Monday, November 5, 2012

Failed Evidence: Does Law Enforcement Resist Science? Free CLE this Thursday (11/8/12)


November 8, 2012 | 4:30pm
The panel will focus on David A. Harris’ book Failed Evidence: Why Law Enforcement Resists Science, in which he argues that law enforcement officials have failed to embrace the science that casts doubt on traditional police work, such as eyewitness identification, suspect interrogation, and forensics. He documents how law enforcement’s use of discredited forensic techniques and questionable investigative methods has contributed to miscarriages of justice, including wrongful convictions. Harris offers a number of recommendations for encouraging law enforcement to use sound scientific practices in traditional police work.
This event is sponsored by the University of Minnesota Law School, the Robina Institute, the Council on Crime and Justice, the Criminal Justice League, and the Innocence Project of Minnesota. It is free and open to the public.

Friday, October 12, 2012

Real Interrogation: What Actually Happens When Cops Question Kids?

Tuesday 10/16: “Real Interrogation: What Actually Happens When Cops Question Kids?”

  • 4pm
  • Room 25, with Room 30 as an overflow space with the lecture live streamed in
  • Reception following the lecture in Auerbach
  • Free and open to the public

Professor Barry Feld is giving his Centennial Professorship in Law Reappointment Lecture on the subject that has captivated his research efforts recently: police interrogation of juveniles.  Professor Feld has scoured interrogation records and videos to piece together trends in these interrogations, and has been compiling his research into a book.  Hear his research results as he shares them for the first time next Tuesday.

Thursday, 10/18: CJL Discussion Group
  •  6pm-7pm
  • Bullwinkles, upstairs (Bullwinkles is on the Northeast corner of the 7 corners intersection, a couple minutes from the school.
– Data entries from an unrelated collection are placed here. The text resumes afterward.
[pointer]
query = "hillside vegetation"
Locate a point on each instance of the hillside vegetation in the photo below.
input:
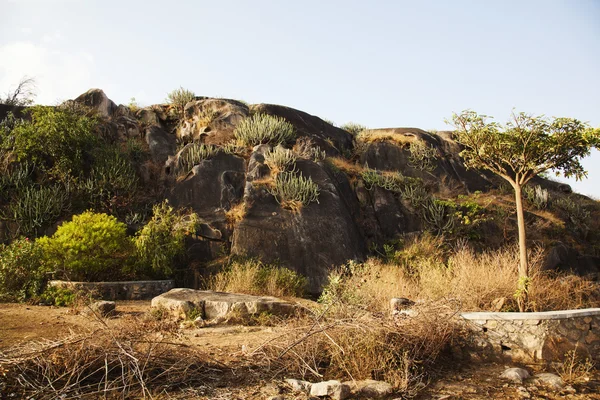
(201, 189)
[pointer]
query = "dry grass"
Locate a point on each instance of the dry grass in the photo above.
(256, 278)
(422, 270)
(236, 213)
(382, 136)
(132, 361)
(349, 344)
(346, 166)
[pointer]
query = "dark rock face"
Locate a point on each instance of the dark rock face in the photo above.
(320, 236)
(333, 140)
(212, 186)
(211, 120)
(386, 156)
(161, 144)
(564, 259)
(97, 100)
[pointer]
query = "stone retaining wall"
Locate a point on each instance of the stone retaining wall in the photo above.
(533, 337)
(126, 290)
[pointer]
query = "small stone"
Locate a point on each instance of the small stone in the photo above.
(334, 389)
(523, 393)
(515, 374)
(101, 308)
(570, 389)
(498, 303)
(399, 303)
(547, 379)
(373, 389)
(298, 385)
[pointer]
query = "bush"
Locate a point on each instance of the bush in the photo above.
(257, 278)
(353, 128)
(113, 177)
(280, 159)
(422, 156)
(162, 239)
(294, 191)
(36, 207)
(55, 140)
(264, 128)
(21, 270)
(178, 98)
(90, 247)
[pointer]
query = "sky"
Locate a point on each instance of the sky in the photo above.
(378, 63)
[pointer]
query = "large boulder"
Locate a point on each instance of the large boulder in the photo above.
(211, 121)
(161, 144)
(213, 305)
(333, 140)
(311, 241)
(99, 101)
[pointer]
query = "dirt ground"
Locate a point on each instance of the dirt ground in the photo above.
(228, 345)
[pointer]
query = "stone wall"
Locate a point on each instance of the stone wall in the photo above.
(126, 290)
(533, 337)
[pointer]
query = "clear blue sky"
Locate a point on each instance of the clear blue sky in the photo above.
(379, 63)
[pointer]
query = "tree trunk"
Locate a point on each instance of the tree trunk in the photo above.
(523, 264)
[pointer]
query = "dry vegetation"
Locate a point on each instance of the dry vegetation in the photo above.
(343, 342)
(136, 360)
(382, 136)
(423, 270)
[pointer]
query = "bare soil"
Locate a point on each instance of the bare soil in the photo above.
(242, 379)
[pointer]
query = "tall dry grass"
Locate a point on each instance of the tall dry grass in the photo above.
(423, 270)
(257, 278)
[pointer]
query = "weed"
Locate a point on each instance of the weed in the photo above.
(264, 128)
(293, 189)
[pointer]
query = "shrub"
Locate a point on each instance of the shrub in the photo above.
(21, 269)
(162, 239)
(89, 247)
(257, 278)
(537, 196)
(113, 176)
(55, 140)
(294, 191)
(305, 148)
(264, 128)
(280, 159)
(422, 156)
(353, 128)
(34, 207)
(178, 98)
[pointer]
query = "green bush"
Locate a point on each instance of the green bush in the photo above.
(21, 270)
(113, 176)
(56, 140)
(90, 247)
(162, 239)
(290, 187)
(257, 278)
(353, 128)
(264, 128)
(34, 208)
(179, 98)
(280, 159)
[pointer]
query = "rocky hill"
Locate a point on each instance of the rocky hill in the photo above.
(374, 188)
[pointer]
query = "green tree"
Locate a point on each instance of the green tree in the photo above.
(521, 149)
(89, 247)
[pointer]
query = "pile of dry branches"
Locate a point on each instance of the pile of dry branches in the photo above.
(342, 343)
(130, 361)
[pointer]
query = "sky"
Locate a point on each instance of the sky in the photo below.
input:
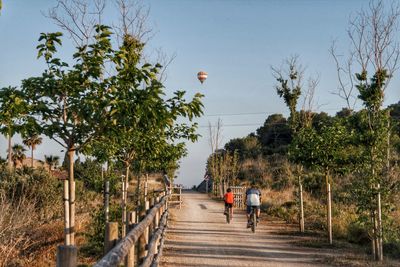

·         Topic: Interrogation
This week’s discussion group will continue the discussion of interrogation.  You do not need to make it to Tuesday’s presentation to attend.  We can talk about interrogation of adults as well as juveniles – what cops do, what they should and should not do, how far we would be willing to let an interrogation go if lives are at stake, what protections and remedies are available, etc.  Any and all additions to the discussion are good – I will try to bring some video clips of interrogations, please feel free to introduce whatever you would like as well!

Tuesday, October 2, 2012

"Children Are Different" Oct. 4 Symposium on Juvenile Sentencing

The University of Minnesota’s Journal of Law & Inequality invites you to attend their 2012 Symposium, this October 4:

“Children are Different”: Culpability and the Mandatory Sentencing of Juveniles after Miller v. Alabama & Jackson v. Hobbs

The symposium brings together many leading scholars in the field of juvenile justice to analyze the practice of juvenile justice, especially in regards to sentencing, after the Supreme Court’s landmark decision this summer outlawing mandatory life without parole for all persons younger than 18 years old.  Topics include:
  • The Miller v. Alabama and Jackson v. Hobbs cases
  • The practical implications the Supreme Court's ruling will have on practitioners in both juvenile prosecution and juvenile defense
  • The neuroscience of child development underlying the Court's decision in Miller & Jackson
  • Race trends and the effects of juvenile sentencing in disparity in the juvenile justice system
  • Proposed policies for the future of juvenile sentencing
Find out more and register at - registration is also available with cash or check the day of the event.  This event is free for all students and university faculty and staff.

This event has been approved for 4 General CLE Credits and 1 Elimination of Bias Credit.